Mr Justice Hayden made the teenager a ward of court during a hearing in the Family Division of the High Court in London, after local authority social services staff raised fears that the teenager could travel to Syria.

The teenager, who cannot be named, is not allowed to leave the jurisdiction of England and Wales.

The local authority was named as Brighton and Hove City Council.

Mr Justice Hayden was told that the teenager had joint Libyan and British nationality.

He was told that council staff had learned that family members were making plans for the teenager to go on a trip to Dubai during the Easter holiday.

The judge said he was concerned to "keep this lad alive" and said an order which barred from travelling abroad was proportionate.

"(The teenager) is a vulnerable young person," said the judge.

"He has grown up in modern Britain in an extraordinary family - a family where the male members are patently committed to waging Jihad in war-torn Syria."

He said he had balanced the teenager's human rights and added: "The balance falls clearly in protecting this young man, ultimately from himself."

Lawyers told the judge that the teenager lived with his mother.

Mr Justice Hayden said she was "exhausted by grief" and there were concerns that she was unable to place "proper boundaries" around him.

He said he could understand how children could trick parents by saying they were visiting a friend when they were going a night out.

But he suggested that it was hard to understand how children could trick parents into getting them a passport to travel to countries such as Libya.

"Even when children spend time on the internet in their bedrooms, it is difficult for most people to imagine children growing up in their own households becoming sufficiently radicalised to seek martyrdom without the parents having the faintest sense of it," he said.

"I can understand a child tricking his parents by saying he is going to visit a friend when he is actually going for a night out. But tricking his parents into getting him a passport to go to Libya?"

Mr Justice Hayden said the council had considered asking for the teenager to be taken into care.

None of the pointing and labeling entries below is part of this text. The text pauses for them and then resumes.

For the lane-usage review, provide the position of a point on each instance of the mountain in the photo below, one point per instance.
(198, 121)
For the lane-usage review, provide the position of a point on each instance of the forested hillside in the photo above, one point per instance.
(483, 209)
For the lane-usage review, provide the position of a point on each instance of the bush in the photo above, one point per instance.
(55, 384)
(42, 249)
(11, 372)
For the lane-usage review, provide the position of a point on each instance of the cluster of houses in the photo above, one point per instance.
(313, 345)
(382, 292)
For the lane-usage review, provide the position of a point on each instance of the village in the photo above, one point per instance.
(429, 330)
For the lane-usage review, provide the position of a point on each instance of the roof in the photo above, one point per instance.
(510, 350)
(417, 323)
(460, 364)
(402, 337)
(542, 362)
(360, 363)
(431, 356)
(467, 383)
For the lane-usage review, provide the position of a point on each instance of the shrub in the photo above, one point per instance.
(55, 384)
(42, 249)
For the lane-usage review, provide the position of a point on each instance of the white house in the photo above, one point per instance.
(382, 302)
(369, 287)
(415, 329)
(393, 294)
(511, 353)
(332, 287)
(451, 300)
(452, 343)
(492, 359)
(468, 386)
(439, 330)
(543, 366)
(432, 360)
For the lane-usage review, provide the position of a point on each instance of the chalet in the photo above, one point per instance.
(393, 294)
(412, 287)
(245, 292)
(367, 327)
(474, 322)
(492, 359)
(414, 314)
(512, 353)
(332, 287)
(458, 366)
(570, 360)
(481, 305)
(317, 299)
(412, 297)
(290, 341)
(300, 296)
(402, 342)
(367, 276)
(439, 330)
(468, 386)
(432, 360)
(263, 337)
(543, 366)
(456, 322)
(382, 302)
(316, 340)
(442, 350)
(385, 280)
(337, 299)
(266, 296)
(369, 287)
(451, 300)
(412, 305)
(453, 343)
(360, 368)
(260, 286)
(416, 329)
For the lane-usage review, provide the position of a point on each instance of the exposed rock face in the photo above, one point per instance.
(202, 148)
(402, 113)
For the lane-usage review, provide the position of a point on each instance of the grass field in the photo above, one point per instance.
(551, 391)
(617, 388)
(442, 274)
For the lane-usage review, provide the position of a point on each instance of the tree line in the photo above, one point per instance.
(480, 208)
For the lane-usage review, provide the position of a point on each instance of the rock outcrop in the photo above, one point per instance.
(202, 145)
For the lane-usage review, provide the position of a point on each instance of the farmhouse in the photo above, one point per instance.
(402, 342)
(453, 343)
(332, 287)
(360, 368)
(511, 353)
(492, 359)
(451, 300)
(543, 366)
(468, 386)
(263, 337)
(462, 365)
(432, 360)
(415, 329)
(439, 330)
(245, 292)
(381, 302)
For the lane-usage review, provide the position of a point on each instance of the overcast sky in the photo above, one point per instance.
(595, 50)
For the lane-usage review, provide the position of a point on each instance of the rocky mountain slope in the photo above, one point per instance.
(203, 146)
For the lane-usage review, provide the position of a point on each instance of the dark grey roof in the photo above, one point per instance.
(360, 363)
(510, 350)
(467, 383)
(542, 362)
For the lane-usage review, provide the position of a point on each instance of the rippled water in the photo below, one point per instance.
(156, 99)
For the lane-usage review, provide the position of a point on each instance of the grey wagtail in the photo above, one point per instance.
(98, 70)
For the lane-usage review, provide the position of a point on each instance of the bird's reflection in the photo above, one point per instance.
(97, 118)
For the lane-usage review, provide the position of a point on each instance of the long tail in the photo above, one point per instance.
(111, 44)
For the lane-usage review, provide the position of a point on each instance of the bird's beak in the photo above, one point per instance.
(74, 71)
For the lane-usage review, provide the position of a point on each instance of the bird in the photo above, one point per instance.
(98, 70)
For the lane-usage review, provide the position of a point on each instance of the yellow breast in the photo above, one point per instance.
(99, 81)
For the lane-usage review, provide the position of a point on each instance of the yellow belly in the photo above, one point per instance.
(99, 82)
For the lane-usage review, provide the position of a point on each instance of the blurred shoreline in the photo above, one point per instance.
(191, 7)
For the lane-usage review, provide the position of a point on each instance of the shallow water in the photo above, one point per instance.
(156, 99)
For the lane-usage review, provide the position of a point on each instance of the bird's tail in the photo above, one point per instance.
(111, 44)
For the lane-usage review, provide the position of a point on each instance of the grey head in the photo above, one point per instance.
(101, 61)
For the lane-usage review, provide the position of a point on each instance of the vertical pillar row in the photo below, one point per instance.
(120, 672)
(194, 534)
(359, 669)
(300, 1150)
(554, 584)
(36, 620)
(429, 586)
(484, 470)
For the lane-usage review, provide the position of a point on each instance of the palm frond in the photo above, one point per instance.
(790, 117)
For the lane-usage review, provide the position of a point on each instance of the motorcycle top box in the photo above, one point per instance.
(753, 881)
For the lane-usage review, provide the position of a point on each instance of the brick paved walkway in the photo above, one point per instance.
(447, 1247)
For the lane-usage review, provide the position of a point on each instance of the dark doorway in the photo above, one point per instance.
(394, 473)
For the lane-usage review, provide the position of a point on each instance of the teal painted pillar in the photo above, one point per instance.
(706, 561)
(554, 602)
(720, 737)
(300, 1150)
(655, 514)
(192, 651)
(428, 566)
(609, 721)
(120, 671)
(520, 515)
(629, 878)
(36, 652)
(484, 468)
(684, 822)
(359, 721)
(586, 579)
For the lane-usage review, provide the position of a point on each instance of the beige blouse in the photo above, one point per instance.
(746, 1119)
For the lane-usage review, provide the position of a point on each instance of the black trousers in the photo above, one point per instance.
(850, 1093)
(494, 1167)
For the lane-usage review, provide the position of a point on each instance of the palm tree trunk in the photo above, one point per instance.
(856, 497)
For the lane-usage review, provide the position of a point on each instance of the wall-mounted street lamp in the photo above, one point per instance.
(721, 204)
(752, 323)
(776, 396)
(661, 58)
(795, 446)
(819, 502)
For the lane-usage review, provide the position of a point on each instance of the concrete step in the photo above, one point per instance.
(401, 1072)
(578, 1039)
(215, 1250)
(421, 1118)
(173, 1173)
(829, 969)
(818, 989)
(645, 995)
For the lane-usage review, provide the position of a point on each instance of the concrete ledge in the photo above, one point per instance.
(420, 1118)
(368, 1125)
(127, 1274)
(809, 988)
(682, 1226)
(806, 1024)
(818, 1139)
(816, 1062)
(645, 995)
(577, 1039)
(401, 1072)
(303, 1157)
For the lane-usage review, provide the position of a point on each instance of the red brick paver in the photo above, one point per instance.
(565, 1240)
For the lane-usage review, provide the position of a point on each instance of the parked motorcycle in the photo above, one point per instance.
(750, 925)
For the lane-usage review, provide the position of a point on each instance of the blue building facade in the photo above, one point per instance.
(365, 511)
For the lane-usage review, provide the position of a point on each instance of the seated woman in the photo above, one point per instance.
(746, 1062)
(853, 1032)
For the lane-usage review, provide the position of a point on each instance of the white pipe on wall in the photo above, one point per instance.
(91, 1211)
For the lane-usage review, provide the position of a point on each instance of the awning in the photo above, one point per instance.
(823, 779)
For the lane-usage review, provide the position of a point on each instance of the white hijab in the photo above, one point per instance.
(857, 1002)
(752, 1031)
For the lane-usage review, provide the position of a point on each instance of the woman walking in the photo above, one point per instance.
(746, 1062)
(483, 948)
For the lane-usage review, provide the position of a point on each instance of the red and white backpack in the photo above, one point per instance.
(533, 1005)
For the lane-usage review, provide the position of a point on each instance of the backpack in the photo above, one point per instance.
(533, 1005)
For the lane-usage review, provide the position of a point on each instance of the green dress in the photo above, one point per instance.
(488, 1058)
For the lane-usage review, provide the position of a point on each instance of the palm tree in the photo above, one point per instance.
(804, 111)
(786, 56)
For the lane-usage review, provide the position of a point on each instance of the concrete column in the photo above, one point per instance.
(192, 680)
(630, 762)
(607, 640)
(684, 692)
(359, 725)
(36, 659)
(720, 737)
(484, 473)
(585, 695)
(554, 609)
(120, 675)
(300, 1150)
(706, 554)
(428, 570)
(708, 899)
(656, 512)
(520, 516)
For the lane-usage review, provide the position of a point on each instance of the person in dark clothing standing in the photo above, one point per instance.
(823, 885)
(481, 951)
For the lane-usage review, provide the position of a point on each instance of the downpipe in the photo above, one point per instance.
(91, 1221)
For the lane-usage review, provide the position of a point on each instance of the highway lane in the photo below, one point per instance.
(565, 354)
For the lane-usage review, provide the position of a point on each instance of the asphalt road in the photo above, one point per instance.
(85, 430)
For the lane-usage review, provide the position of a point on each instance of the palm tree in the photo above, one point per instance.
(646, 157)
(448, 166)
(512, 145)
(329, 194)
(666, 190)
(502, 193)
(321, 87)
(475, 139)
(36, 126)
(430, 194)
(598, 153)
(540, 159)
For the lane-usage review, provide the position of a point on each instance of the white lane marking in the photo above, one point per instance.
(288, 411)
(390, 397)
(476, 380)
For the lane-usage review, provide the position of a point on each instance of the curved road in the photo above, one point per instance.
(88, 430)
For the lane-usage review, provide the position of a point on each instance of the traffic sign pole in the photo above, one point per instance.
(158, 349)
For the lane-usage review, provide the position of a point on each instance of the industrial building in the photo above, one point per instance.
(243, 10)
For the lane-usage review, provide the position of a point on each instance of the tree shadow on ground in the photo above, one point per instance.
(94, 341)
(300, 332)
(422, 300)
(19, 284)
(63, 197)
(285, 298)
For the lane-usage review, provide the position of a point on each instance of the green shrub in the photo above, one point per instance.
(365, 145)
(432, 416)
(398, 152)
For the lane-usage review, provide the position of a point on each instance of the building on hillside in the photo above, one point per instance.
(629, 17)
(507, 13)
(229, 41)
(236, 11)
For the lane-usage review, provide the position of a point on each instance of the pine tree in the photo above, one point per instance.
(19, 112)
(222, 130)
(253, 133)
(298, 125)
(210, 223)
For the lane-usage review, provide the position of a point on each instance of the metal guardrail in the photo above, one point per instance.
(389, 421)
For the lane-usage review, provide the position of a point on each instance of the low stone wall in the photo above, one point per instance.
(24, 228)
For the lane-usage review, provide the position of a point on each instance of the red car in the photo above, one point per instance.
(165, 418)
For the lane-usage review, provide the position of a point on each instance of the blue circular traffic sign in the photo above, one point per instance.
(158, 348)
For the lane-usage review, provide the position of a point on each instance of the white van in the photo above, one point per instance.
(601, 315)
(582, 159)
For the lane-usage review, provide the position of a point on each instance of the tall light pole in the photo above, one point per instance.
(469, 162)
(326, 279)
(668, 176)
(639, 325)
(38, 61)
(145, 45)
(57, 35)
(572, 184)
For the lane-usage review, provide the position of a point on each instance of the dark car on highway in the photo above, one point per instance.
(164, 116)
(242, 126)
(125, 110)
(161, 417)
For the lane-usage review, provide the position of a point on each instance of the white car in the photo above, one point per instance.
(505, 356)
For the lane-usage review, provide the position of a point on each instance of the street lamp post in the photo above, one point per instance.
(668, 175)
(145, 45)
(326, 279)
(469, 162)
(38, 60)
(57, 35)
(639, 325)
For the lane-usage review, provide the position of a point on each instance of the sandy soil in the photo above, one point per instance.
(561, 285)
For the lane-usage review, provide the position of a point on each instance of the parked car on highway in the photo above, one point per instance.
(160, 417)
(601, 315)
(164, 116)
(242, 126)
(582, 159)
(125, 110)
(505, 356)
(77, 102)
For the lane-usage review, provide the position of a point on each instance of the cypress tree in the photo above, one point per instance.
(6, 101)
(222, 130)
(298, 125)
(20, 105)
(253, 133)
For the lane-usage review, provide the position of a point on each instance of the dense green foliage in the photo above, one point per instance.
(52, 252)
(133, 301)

But given the boy's age, staff thought making him a ward of court would be a better option.

The judge said by becoming a ward of court the youngster would come under the protection of a judge and added: "A child who is a ward of court may not be removed from England and Wales without the court's permission."

Lawyers said it was thought this was the first time a family court judge had been asked to take such an approach to prevent a boy going to fight in Syria.